Taxpayers have paid through the nose for absurd teacher pension benefits and it still was not enough thanks to excessive benefits, absurd plan assumptions, and longevity (people live far longer).
PERA Benefits are calculated using an average of the highest three salaries.
Someone working 30 years can retire as early as age 50 on 75% of their highest three salaries. In my example, I assumed a teacher started working at age 25. Other PERA employees can easily start out of high school and retire at 50.
Using that teacher salary chart, 75% of the 3 highest years salaries is about $36,000 a year for the rest of someone's life.
From the New York Times article, a woman retiring at age 58 would need to have accumulated $928,000 for a payment of $2,883. In my example the person retired at age 55 and got $3,000 a month.
It if far worse yet because of the COLAs. The $928,000 annuity assumed fixed monthly payments, not payments that increase 3.5% or even 2% a year.
However, Gary R. Justus is bitching about the cutbacks in COLAs from 3.5% to 2%. They ought to be cut back to 0%. Private employees get no guaranteed adjustment in their 401Ks and they have to take 100% of the risks as well.
Finally, and as I have mentioned before, 8.5% pension assumptions are far too optimistic. Looking ahead 10 years, I think even 6.5% looking ahead is still far too optimistic and I would not be surprised one bit if 2.5% was too optimistic.
Stock market returns were negative for the past 10 years, why can't they be small or negative for the next 10 years? Japan has proven it can happen.
Colorado vs. New Jersey
Colorado PERA employees put in 8%. In many cities and states, union members put in far less. Some police and fire fighters put in 2%.
For an apples-to apples comparison, please consider the State of New Jersey Teachers’ Pension and Annuity Fund
In New Jersey, the Member Contribution Rate is 5.5 percent of base salary. Base salary does not include overtime, bonuses, or large increases in compensation paid primarily in anticipation of retirement. Nor does it include additional salary for performing temporary or extracurricular duties beyond the regular school day or the regular school year. Your pension contributions are deducted from your salary each payday and reported to the TPAF by your employer.
New Jersey Teacher Salaries are a bit higher than Colorado but the teachers contribute far less. Assuming an average base salary of $42,000 over 30 years (I am sure that is on the high side), a New Jersey teacher working for 30 years contributed a mere $69,300 total, yet they expect a million dollars or more of lifetime pension benefits.
Is this nuts or what?
Who Should Pay for the Trillion-Dollar Pension Gap?

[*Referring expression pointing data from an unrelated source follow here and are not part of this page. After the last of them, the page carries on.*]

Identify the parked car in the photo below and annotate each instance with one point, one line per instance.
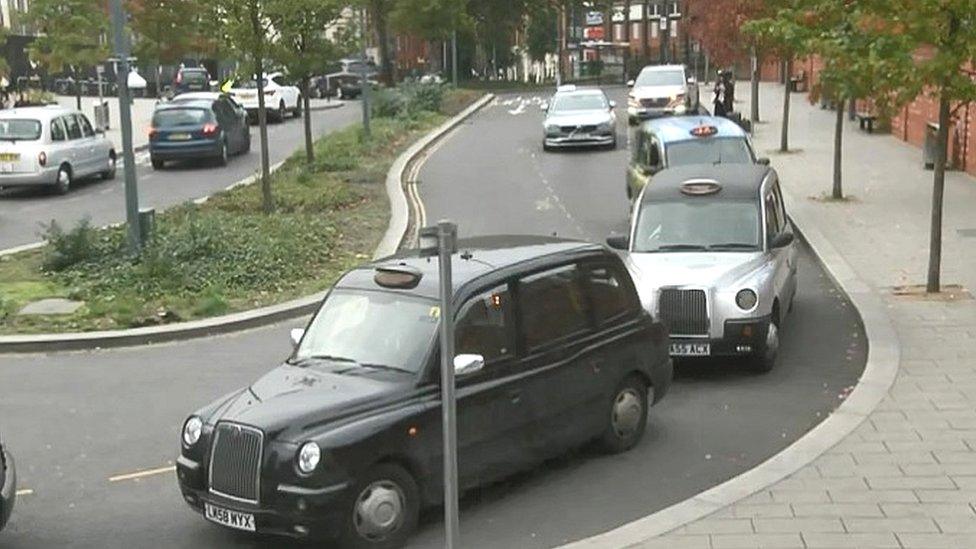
(210, 126)
(344, 441)
(191, 79)
(662, 90)
(683, 141)
(579, 118)
(714, 257)
(280, 97)
(8, 485)
(52, 147)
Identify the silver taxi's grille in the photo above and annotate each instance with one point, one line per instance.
(235, 462)
(684, 312)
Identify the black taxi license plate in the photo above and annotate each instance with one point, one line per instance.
(684, 348)
(233, 519)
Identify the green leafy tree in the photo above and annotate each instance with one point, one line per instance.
(247, 26)
(302, 46)
(72, 36)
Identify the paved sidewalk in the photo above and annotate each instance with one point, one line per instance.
(906, 477)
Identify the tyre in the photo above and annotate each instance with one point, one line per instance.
(383, 510)
(109, 174)
(63, 182)
(626, 416)
(764, 359)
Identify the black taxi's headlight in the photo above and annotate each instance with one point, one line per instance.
(191, 430)
(308, 457)
(746, 299)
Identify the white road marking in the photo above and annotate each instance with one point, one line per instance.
(143, 474)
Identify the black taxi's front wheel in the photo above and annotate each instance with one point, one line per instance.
(385, 507)
(626, 416)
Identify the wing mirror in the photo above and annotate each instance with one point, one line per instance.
(618, 241)
(296, 336)
(782, 240)
(468, 364)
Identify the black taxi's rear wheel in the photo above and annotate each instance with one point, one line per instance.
(384, 511)
(626, 416)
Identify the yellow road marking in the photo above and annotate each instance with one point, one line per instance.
(143, 474)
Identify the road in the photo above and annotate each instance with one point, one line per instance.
(22, 211)
(96, 433)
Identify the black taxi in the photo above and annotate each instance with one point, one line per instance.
(343, 440)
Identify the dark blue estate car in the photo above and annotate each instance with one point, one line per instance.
(204, 126)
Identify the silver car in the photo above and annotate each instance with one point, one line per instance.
(51, 147)
(661, 90)
(579, 118)
(713, 256)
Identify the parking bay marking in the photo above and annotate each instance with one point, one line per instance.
(142, 474)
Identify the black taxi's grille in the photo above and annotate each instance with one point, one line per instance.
(684, 312)
(235, 461)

Inquiring minds are investigating attitudes regarding who is responsible for this mess. Please consider comments to the above article on Who Should Pay for the Trillion-Dollar Pension Gap?
Pedrson: Oregon - August 6th, 2010 - 3:03 pm
For years public employees worked for lower wages for 30 years with the promise of more job security and a promised retirement benefit that has always exceeded the private sector overall. Now many public wages have gone down or are frozen (exception federal government) and we the retirement benefits are what public employees still can count on, despite the economic decline. In most cases these employees when they retire will continue to pay state and federal taxes which will still benefit the economy. Seems like jealousy on the part of those who went after the bigger salaries early in their careers in the private sector and now regret their decisions.

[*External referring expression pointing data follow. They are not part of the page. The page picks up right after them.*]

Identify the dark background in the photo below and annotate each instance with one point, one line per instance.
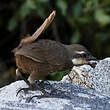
(77, 21)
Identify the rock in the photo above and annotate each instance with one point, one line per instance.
(73, 97)
(97, 78)
(100, 77)
(79, 75)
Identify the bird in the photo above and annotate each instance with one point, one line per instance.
(39, 58)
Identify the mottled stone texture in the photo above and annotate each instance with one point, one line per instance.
(73, 97)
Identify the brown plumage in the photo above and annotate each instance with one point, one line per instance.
(42, 57)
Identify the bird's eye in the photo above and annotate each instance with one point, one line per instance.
(84, 55)
(20, 45)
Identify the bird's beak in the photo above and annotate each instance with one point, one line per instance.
(92, 58)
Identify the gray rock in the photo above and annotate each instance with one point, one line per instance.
(100, 77)
(72, 97)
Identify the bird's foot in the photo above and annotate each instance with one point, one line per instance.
(25, 90)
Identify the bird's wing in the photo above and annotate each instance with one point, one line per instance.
(45, 51)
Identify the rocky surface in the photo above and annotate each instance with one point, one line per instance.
(97, 78)
(100, 77)
(72, 97)
(67, 96)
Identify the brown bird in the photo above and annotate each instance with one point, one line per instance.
(43, 57)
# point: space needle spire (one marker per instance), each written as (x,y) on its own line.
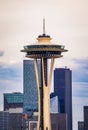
(43,26)
(43,50)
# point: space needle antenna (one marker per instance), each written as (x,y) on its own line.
(43,26)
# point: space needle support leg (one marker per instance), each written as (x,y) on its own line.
(38,86)
(50,73)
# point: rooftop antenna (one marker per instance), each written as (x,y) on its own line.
(43,26)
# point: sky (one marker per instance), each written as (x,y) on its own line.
(66,23)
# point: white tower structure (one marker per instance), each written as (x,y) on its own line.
(44,50)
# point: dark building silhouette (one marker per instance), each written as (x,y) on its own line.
(4,120)
(13,100)
(15,121)
(85,117)
(58,122)
(63,89)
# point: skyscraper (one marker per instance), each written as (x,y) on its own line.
(63,89)
(13,100)
(85,117)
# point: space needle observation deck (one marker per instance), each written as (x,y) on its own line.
(44,49)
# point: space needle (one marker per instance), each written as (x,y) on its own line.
(44,50)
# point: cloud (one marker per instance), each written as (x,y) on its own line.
(1,53)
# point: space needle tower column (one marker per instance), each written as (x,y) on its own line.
(44,50)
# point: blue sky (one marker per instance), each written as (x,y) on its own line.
(66,23)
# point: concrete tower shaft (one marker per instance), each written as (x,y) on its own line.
(44,50)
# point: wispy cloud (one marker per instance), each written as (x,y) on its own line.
(1,53)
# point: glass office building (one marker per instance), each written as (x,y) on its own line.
(63,89)
(13,100)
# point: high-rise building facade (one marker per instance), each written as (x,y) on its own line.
(4,120)
(63,89)
(13,100)
(30,103)
(85,117)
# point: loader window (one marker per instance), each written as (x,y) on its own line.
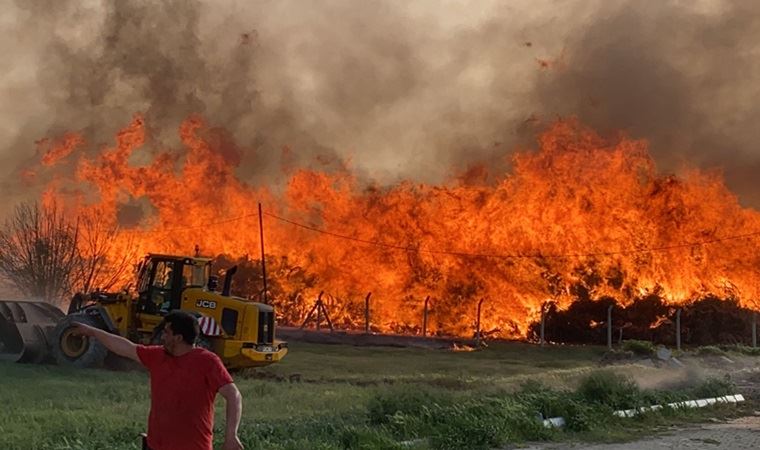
(194,276)
(161,292)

That is complete nonsense. Not only are public union workers overpaid relative to the private sector, the union members have the gall to bitch about it. Prison guards and bus drivers with no more than high school educations are walking away in some instances with pensions approaching $100,000. With police and firefighters in major cities, $100,000 or close to it is norm. By the way, education is in and of itself a meaningless argument. Jobs are worth what the free market says they are worth, not what someone with a useless degree in sociology, history, or English thinks they should be worth. The problem is public unions have nothing to do with a free market.
Terry Podmore: Fort Collins CO - August 6th, 2010 5:45 pm
I am a recent retiree of Colorado PERA, having served 30 years as a faculty member at Colorado State University. What the state has done is a travesty to all existing retirees, having broken the promises of retirement security. As an individual, you make the best decisions you can based on the conditions prevailing. To have these conditions changed after the fact puts all current retirees at risk at a time of life where there are few options.
Terry's attitude is typical of the attitude of those who could not or would not consider the risks of what they were doing. It is not the fault of taxpayers if the faculty at Colorado State University is not bright enough to figure out the system is unsustainable. Besides, did Terry take the job because that is what he wanted to do, or because of benefits? Either way, Terry has no complaint. In one case Terry would have done the job anyway, in another case he was not bright enough to figure out what was happening. Taxpayers have no responsibility to bail out people who cannot think.
Melissa: Chicago, IL - August 6th, 2010 - 3:44 pm
I'm still trying to figure out how anyone ever thought that allowing someone else besides themselves handle their retirement would be a good idea.
Melissa is one of the few who gets it. Melissa has more on the ball than at least one 30-year faculty member of Colorado State University.
JRTC3: Upstate, NY - August 6th, 2010 - 4:28 pm
I am a retired member of the New York State Teacher's Retirement System. The money that I receive monthly is not a gift from the state or the taxpayers. It is money that I earned in my thirty years of service. It seems to me that taking that away from me would be stealing. That is wrong.
No JR, you are mistaken. The money is a gift, and you did not do a single thing to earn it. Instead you joined a union ....
1. A union that got into bed with corrupt politicians
2. A union that stacked the school boards who fought for property tax hikes after property tax hikes - not for the kids - but to pad your greedy pocket
3. A union that threatened politicians if you did not get your way
4. A union that protects incompetent teachers from dismissal, even sexual predators who now sit in "black rooms" at full pay for doing nothing
5. A union that is supposed to consist of public servants but whose only concern is serving itself
Bribery, fraud, extortion, and coercion are the tactics of unions. Agreements "won" by such methods were not in any conceivable manner "earned". The amount of money you put in towards your retirement is peanuts compared to your benefits. All you really earned is what you put in (minus any accrued benefits won by bribing politicians).
Taxpayer money goes to union dues which in turn is used to elect corrupt politicians who are willing to suck every last drop of taxpayer blood just so they can get elected. Quite frankly the setup is disgusting.
Yes JR, you earned something alright: taxpayer contempt, for stealing taxpayer money, then having the gall to complain about it.
Peter: New York - August 6th, 2010 - 5:40 pm
The deal that public unions have is fundamentally corrupt. Politicians playing with taxpayers' money promising never ending employment, wage increases regardless of performance and ever improving benefits. Why? To get political contributions from the unions and votes from the members who have permanent job security.
Peter certainly gets it
Linda C: San Francisco - August 6th, 2010 - 5:41 pm
Younger workers absolutely should NOT be responsible for the fiscal mismanagement and over-entitlement of previous generations.
BINGO. Neither younger workers nor taxpayers on general should have to foot the bill for absurd promises that anyone with an ounce of common sense knew could not be met. If the public unions workers were too stupid or too greedy to figure that out and act on it, it should be their problem, and their problem alone to fix it.
The solution for cities is bankruptcy. If unions will not agree to major changes, then union members can see what their plan looks like after bankruptcy. States cannot declare bankruptcy, however, they can and should default if unions do not agree to major concessions.